City Paper is not for tourists
With such ’80s Dischord bands as Beefeater and Fidelity Jones, Tomas Jones (aka Tomas Squip) underpinned political punk with funk and reggae. Now a member of the African Hebrew Israelites, Jones recorded a solo album, My Happiness, before spending several months at the sect’s commune in Israel, a sojourn from which he recently returned. The disc retains the politics, plays up the funk and reggae, and largely leaves the punk behind. (The latter can be still heard on the part of “245” that comes before the sax break.) Despite the presence of such longtime collaborators as bassist Dug E. Burd, guitarist Andy Charneco, and backup singer Amy Pickering—as well as many more recent musical acquaintances—the shift seems a miscalculation. Though the singer/songwriter’s interest in both musical and social integration is no doubt genuine, Jones is not all that convincing as a soul man.
Happiness‘ mix of God, Marx, Marley, and (George) Clinton works best when the tempos are lively and the message is strong: “America” expresses the singer’s disgust at the Gulf War victory celebrations—“Somewhere I read this was a Christian nation/In God we trust, I trust it isn’t true,” he opines—while “Bus No Come” deplores the plight of the homeless. Sometimes, the intent is as worthy as the sentiments are silly: “Love Canal” defends Gaia from “scientists and men with ties,” and “Bloodstone Burn” offers AIDS as proof that the Earth is at a spiritual “aphelion” (the point in a planet’s orbit that’s farthest from the sun).

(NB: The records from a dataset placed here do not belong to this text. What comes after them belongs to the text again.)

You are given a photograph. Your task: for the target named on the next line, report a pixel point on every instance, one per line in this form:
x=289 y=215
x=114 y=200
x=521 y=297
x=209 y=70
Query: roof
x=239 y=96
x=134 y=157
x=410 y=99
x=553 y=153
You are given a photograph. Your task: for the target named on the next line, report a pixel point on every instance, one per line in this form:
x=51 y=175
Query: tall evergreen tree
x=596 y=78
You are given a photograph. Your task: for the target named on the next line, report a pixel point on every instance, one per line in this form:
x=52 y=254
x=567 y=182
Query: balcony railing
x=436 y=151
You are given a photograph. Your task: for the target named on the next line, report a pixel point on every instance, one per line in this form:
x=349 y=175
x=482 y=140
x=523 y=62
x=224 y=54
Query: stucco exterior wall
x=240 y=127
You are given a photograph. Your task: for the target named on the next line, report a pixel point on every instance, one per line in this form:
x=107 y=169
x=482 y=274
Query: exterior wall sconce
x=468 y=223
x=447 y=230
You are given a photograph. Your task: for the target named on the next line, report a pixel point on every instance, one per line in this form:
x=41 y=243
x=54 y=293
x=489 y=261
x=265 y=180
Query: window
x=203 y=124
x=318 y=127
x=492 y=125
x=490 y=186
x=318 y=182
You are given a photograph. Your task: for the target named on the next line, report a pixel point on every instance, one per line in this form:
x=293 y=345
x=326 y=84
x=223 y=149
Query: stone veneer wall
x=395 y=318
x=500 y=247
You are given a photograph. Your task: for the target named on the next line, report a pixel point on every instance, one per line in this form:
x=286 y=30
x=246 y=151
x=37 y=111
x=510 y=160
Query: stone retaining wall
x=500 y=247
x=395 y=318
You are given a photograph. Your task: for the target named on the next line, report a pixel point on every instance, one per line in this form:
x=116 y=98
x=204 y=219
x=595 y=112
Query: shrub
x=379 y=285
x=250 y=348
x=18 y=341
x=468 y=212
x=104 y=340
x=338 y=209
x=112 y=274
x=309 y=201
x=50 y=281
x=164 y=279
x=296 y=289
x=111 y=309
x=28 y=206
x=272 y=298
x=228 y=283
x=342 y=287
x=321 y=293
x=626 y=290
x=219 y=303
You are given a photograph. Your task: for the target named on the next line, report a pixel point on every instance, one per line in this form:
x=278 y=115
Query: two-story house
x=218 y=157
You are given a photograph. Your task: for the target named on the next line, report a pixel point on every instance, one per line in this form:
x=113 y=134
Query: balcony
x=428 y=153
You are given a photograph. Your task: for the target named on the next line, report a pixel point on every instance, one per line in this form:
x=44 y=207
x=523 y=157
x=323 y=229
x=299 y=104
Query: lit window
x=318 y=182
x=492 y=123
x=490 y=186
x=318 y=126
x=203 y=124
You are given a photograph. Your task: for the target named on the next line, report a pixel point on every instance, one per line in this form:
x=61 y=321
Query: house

The strangest selection, though, is Jones’ six-minute crooning of Phil Lynott’s “Still in Love With You,” which suggests a previously unknown kinship with Daryl Hall. At least “Long Sexy Showers” quickly segues from “hey baby take off all your clothes” to “music is the tongue of the Most High God.” Happiness is available at Smash or from Changing Tones, 874 Broadway, New York, NY 10003-1222.